- Born: July 11, 1928 Fort Berthold Indian Reservation, North Dakota, U.S.
- Died: February 3, 2018 (age 89) Bismarck, North Dakota, U.S.
- Other name: Blossoming Mint
- Occupations: Activist, community leader

= Tillie Fay Walker =

American activist

Tillie Fay Walker (July 11, 1928 – February 3, 2018), also known as Hishua Adesh (Blossoming Mint), was an American civil rights activist and community leader. She was an enrolled member of the Mandan, Hidatsa, and Arikara Nation. She helped recruit and organize Native American participants in the Poor People's Campaign led by Martin Luther King Jr.

==Early life and education==
Walker was born on the Fort Berthold Indian Reservation in North Dakota, the daughter of Hans Walker Sr. and Mercy Baker Walker. Both Mandan and Hidatsa were spoken in her childhood home. Her family was relocated for the building of Garrison Dam. She attended a mission school at Elbowoods, graduated from Sanish High School, and earned a bachelor's degree at the University of Nebraska in 1955. Her brother Hans C. Walker Jr. became a lawyer, and was named head of the federal Indian Water Rights Office in 1971.

==Career==
Walker moved to Philadelphia after college, and worked for the American Friends Service Committee (AFSC).

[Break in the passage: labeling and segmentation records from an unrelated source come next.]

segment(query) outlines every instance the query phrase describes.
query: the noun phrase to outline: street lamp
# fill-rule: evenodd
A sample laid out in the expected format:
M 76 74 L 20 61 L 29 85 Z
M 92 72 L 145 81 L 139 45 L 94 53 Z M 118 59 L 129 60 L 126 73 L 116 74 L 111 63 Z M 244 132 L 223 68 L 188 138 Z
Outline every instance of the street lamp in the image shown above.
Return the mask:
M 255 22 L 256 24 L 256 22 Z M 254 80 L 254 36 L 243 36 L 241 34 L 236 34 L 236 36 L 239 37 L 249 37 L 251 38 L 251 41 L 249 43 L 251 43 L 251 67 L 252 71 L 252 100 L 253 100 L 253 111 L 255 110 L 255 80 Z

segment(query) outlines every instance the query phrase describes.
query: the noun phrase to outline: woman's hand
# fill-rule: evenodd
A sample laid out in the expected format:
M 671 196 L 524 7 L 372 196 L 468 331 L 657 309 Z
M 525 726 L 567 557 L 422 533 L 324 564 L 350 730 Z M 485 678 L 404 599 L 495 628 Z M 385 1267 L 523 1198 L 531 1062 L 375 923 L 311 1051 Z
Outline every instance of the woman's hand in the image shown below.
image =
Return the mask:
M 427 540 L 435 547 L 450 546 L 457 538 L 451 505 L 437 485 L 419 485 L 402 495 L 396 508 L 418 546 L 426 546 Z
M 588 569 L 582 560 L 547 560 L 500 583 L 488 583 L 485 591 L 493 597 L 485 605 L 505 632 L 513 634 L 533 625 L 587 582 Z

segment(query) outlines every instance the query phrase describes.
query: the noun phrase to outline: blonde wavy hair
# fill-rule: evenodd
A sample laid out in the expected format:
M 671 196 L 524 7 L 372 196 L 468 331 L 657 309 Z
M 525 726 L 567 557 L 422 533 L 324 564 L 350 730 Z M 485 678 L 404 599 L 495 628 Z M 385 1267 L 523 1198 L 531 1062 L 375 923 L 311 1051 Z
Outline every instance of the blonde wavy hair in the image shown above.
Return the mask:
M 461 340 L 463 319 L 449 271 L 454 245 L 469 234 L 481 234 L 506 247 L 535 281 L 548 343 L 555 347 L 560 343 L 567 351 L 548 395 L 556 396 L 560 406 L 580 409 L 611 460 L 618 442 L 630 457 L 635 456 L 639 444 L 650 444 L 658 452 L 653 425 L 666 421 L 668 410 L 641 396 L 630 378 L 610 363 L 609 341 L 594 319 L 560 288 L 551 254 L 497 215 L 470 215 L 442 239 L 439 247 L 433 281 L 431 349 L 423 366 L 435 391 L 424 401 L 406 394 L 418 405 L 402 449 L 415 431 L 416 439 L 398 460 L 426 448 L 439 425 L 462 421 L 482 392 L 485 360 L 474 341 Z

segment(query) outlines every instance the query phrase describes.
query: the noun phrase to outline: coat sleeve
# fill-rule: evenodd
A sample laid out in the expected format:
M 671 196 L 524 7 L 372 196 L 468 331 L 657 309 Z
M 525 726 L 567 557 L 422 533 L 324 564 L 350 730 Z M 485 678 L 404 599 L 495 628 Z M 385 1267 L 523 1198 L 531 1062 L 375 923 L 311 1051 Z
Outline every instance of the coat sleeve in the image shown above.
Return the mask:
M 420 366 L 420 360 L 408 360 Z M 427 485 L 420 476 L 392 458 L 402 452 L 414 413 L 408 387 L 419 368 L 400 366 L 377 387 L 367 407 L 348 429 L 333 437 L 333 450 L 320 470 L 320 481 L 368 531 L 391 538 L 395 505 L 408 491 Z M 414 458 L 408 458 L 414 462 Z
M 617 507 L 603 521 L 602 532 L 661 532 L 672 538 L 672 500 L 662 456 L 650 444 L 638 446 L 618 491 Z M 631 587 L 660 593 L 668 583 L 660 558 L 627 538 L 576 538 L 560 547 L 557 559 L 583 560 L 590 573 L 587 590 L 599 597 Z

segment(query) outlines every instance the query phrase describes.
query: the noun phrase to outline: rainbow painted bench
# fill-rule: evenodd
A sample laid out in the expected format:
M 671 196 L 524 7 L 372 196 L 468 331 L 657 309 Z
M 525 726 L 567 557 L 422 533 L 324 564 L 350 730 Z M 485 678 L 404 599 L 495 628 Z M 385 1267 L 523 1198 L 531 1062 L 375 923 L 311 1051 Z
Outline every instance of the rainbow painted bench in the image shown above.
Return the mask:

She succeeded Vine Deloria Jr. as director of the United Scholarship Service, funding secondary education for Native American youth, from the program's office in Denver. In 1967, she testified before a Senate hearing on Indian education. In 1968, she was profiled in a Vogue magazine article titled "The Thinking Indians". She met with Martin Luther King Jr., and joined the Poor People's Campaign to recruit Native Americans to the civil rights movement. "She believed passionately that the poor of every race were fighting the same battle," explained one historian of the campaign.

From 1978 to 1988, Walker was elected to a tribal council seat in Mandaree, and she served on the Garrison Unit Joint Tribal Advisory Committee, to secure more compensation for the residents of Fort Berthold displaced by the Garrison Dam project. She testified before a Senate hearing in 1983, about health care and legal services funding for her tribe. She donated money and other support to the Three Affiliated Tribes Museum, and helped place Independence Congregational Church on the National Register of Historic Places. In 1997 she worked with the North Dakota Heritage Center on an exhibit titled "Sacred Beauty: Quill Work by Plains Women". In her last years, she and her sister donated the Knife River Ranch to the Mandan, Hidatsa, and Arikara Nation.

Chippewa Cree lawyer and professor Alan R. Parker assisted Walker as a field worker in Denver in the 1960s. She worked with Harris Sherman and Vernon Bellecourt on various protest campaigns in the 1970s. She was a friend and mentor to Clyde Warrior, Mel Thom, Hank Adams, and other early members of the National Indian Youth Council.

== Publications ==

- "American Indian Children: Foster Care and Adoptions" (1976)

==Personal life==
After several years living with Alzheimer's disease, Walker died in 2018, at the age of 89, in Bismarck, North Dakota. Senator Heidi Heitkamp read a tribute to Walker into the Congressional Record later that month. February 7 is observed as "Tillie Walker Day" by the Mandan, Hidatsa, and Arikara Nation.